New Studies Show How Immunotherapies Collaborate to Treat Melanoma

Source: DocWire News, August 2024

New studies have uncovered how immunotherapies targeting the immune checkpoints PD1 and LAG3 work in concert to active immune responses and may improve outcomes in patients with melanoma compared with monotherapies targeting only PD1. The studies were published in Cell.

In 2022, the US Food and Drug Administration approved the LAG3-targeting drug relatlimab as a combination treatment with nivolumab, which targets PD1, for patients with metastatic melanoma. This combination therapy has been shown to be effective compared with nivolumab alone, but according to researchers, the mechanisms underlying this enhanced antitumor immunity were previously unknown. These new studies help fill this gap.

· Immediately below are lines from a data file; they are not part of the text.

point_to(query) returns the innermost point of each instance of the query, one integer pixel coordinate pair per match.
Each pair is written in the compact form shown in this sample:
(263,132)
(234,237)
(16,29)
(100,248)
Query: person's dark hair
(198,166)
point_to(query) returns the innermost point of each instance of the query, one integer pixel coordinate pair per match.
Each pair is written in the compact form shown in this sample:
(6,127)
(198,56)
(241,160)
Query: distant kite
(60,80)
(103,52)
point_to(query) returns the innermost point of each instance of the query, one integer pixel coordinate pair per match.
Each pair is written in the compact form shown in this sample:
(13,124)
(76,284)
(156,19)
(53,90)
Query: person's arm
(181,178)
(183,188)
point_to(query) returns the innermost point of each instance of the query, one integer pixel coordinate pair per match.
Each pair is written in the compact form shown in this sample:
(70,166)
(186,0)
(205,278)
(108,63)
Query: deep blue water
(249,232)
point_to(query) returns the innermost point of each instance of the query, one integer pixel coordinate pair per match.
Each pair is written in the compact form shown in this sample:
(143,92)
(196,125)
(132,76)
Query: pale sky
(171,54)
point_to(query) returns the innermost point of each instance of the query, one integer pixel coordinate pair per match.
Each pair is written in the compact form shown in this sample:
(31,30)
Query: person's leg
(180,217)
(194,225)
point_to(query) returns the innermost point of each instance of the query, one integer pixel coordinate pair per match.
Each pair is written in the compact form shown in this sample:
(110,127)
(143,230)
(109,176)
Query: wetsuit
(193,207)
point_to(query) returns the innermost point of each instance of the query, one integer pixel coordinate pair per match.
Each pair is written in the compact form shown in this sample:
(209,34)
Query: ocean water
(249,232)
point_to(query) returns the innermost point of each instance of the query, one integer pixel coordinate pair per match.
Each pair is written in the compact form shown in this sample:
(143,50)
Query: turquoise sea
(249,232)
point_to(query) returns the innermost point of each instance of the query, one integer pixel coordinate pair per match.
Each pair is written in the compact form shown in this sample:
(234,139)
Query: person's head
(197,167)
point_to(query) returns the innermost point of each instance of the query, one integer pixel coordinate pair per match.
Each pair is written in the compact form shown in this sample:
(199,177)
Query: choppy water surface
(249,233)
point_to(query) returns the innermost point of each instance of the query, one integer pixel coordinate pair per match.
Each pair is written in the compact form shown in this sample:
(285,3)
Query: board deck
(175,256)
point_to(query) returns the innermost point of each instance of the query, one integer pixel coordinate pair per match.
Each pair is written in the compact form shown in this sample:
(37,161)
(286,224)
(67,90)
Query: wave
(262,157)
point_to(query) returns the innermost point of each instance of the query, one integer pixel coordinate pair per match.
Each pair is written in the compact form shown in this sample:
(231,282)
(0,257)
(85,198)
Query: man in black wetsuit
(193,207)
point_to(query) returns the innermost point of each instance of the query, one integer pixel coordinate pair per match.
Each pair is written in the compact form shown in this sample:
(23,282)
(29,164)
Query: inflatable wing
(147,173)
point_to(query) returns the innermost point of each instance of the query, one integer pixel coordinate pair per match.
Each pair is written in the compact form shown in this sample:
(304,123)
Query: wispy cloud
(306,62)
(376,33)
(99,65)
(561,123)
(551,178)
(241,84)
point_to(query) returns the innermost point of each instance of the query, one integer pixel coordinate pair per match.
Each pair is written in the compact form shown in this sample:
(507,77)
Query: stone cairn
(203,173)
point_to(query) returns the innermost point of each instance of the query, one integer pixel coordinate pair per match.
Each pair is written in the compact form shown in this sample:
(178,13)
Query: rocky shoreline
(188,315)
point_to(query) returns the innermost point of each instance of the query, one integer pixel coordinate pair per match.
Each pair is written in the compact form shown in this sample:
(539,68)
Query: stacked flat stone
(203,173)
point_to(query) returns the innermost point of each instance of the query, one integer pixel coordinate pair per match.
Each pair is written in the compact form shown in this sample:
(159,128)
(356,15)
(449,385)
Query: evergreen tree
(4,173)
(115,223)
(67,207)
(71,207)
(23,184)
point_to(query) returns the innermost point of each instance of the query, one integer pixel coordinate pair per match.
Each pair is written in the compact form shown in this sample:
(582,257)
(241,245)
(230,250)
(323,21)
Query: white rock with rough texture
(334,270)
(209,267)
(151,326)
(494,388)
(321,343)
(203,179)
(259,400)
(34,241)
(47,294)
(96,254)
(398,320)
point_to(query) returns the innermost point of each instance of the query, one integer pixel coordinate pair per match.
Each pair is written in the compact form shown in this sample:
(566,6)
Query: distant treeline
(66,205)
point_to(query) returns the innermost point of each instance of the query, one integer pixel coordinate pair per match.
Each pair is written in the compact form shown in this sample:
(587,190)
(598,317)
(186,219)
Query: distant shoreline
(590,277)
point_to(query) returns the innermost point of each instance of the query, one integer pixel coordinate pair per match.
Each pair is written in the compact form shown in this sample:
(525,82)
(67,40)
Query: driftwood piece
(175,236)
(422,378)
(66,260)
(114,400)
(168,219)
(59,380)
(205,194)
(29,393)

“These studies are the first in-depth interrogation of the immune system’s response to blocking PD1 and LAG3,” said Dario A. A. Vignali, PhD, chair and distinguished professor in the Department of Immunology at Pitt and senior author on 2 of the papers, via a press release. “We found that targeting PD1 versus both PD1 and LAG3 modulated the function of CD8+ T cells in surprisingly different ways. Understanding these mechanisms is relevant for how we think about combination therapies and optimizing which drugs pair best.”